First, HIV is a retrovirus. It doesn't care about receptors. If you read the linked reference, you'll observe they carry spikes to burst through the membrane. Hence, your argument that the receptor is blocked would appear to not be worth a damn, since the virus doesn't need to attach to one.
I might conceed on the B-cell/T-cell argument, as that seems to be the prevaling theory. Maybe not quite just yet, though. Since B-cells and T-cells work together, and viruses aren't exactly endowed with vision, I want a credible argument as to why you believe that B-cells aren't affected. And, no, just because that's the popular belief is NOT a good enough answer. Microbiology is not a democracy. Viruses don't give a damn about consensus. On the other hand, virologists DO give a damn, because most of their money comes from the Government, which is notoriously stingy when it comes to the sciences.
As for the self-destruct, that bit is insanely obvious. Remember the law of conservation of matter? Retroviruses don't just vanish, if they fail in an attack on a given cell. They'll keep on attacking, until they successfully invade a cell or are destroyed by some process or other.

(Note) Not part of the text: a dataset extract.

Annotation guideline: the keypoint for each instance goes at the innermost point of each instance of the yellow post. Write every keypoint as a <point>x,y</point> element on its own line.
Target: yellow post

If the immune system of person X is NOT detecting the virus and is NOT attacking it, then whatever process is used to eliminate the virus cannot include the immune system. Duh.
The virus, if it cannot do anything at all, will simply exist in the body. It won't multiply, because it can't break in anywhere, but it won't die off - viruses are practically immortal. They are very stable molecule chains, for the most part.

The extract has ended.